Which seat do I take?

By Rahul Nachnani | Blogger | SQ Online (2013-14)

IT’S FRID- oh wait, no. It’s Wednesday. Unfortunately, Rebecca Black’s infamous chorus can’t help us for another two days. But until then, we can look at another one of the lyrics.
“Which seat do I take?”
I don’t know, Rebecca. Honestly, in the music video, that car looked pretty full.

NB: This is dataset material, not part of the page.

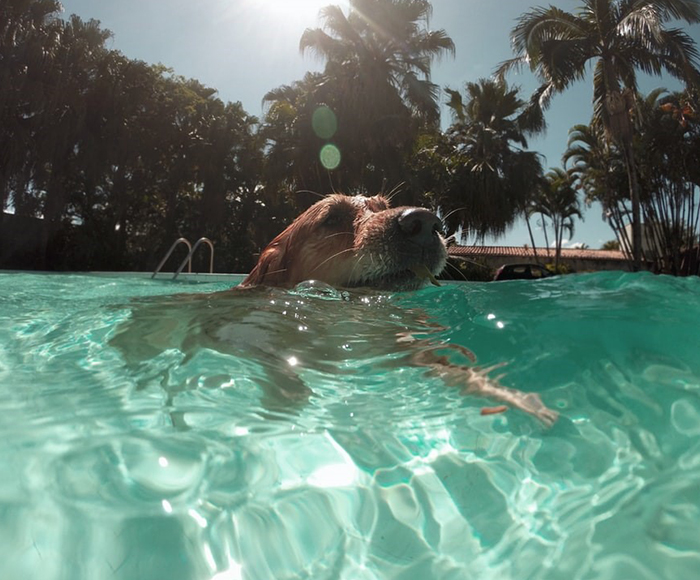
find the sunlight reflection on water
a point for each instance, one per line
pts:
(186, 462)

Imagine that car is UCSD, or even the world. Now imagine that those five strange kids in the car of the Rebecca Black video were all the pre-meds in the world. That car looks much more full now, right? That car is filled with the typical, ambitious, sometimes cutthroat, sometimes brilliant, always sleep-deprived students who aspire to be doctors. That car can intimidate, and sometimes even scare off aspiring young students from becoming health care professionals. All of those scared students and many more must be thinking “How am I ever going to get noticed? How will I ever get into medical school? I thought pre-med was the only way to go into the health field? Doesn’t everyone need doctors? Why do they make it so hard? I don’t even want to be a doctor anyway, I want to help people!”

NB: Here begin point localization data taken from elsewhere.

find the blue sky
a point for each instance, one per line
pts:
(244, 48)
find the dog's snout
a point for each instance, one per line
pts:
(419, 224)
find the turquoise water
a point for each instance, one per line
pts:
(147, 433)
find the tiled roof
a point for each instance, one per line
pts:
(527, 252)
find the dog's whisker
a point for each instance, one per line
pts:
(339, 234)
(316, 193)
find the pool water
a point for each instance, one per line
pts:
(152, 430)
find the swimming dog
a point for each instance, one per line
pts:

Let’s look at that last one. When I was a wee little lad, I thought that every doctor was someone like my mom- she sees patients every day, and those patients are normally diabetic, obese, afflicted with high blood pressure and cholesterol (in accordance with the neighborhood she worked in) and very sick. This is what a family practice physician does. This is what I thought all doctors did, and I thought all of them got there the same way. I thought that every doctor went to undergrad, med school, residency and then woo-hoo, that new doctor now gets to save lives! Little did I know, the field of medicine is bigger than everyone makes it out to be. People have different kinds of health problems, and for every person with a problem there is at least one health profession to try and help that person have a better life. There is not only the type of doctor that sees people with widespread afflictions such as obesity and diabetes. Just as there are more types of doctors than the one who sees sick patients, there are more ways to becoming a doctor than just going through undergrad, med school, residency, and then woo-hoo, being a doctor.

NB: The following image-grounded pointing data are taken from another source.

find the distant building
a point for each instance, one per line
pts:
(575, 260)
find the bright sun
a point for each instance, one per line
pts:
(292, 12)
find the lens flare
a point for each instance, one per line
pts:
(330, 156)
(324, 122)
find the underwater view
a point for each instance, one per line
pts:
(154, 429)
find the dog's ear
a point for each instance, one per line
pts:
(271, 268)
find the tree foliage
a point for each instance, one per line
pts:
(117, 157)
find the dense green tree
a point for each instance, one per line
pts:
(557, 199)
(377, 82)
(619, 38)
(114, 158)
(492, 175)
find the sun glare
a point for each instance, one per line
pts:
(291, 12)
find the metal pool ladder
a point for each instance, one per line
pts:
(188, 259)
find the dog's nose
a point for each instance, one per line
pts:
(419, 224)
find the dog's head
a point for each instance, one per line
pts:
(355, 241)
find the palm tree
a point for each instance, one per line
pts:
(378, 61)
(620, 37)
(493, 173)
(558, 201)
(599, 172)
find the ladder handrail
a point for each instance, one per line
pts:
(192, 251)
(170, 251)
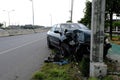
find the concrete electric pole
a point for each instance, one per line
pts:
(97, 66)
(71, 18)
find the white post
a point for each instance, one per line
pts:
(97, 39)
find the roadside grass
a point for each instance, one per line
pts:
(50, 71)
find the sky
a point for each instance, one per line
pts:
(46, 12)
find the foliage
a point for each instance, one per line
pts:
(112, 6)
(52, 71)
(1, 25)
(116, 23)
(84, 67)
(38, 76)
(104, 78)
(87, 14)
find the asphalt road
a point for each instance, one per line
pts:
(21, 56)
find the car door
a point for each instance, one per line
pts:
(51, 34)
(57, 36)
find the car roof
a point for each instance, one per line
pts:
(81, 26)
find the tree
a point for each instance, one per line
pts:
(112, 6)
(87, 14)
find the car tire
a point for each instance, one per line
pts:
(49, 43)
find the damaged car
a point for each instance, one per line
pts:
(71, 39)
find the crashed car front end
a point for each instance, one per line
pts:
(78, 42)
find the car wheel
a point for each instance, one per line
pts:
(49, 43)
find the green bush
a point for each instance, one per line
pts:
(84, 67)
(38, 76)
(93, 78)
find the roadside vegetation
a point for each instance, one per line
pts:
(73, 71)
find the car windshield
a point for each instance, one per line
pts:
(73, 26)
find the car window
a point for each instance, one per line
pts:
(82, 26)
(53, 28)
(58, 28)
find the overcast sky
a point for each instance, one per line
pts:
(45, 10)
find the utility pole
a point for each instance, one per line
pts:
(32, 11)
(97, 66)
(8, 12)
(72, 1)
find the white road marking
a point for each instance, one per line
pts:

Later in this blog I will explore all these different career paths that are different from the “normal” pre-meds (honestly we’re all pretty abnormal) who want to become general doctors or general surgeons. I want to do this because I was in the dark about what I wanted to do with my life for a long time. All I knew was that I was passionate about helping people and passionate about medicine. I eventually found out my interest of being an atypical doctor through exploring different specialties, looking at different career paths, and lots and lots of Googling. I discovered, over the course of around 4 years, that I wanted to do research and practice medicine at the same time through being an MD-PhD. By writing about my process and the information I have gleaned, I hope to show you all that there is more to being a doctor and those who are disappointed at the “lack of options” will soon be aware that there are more options for you than you thought!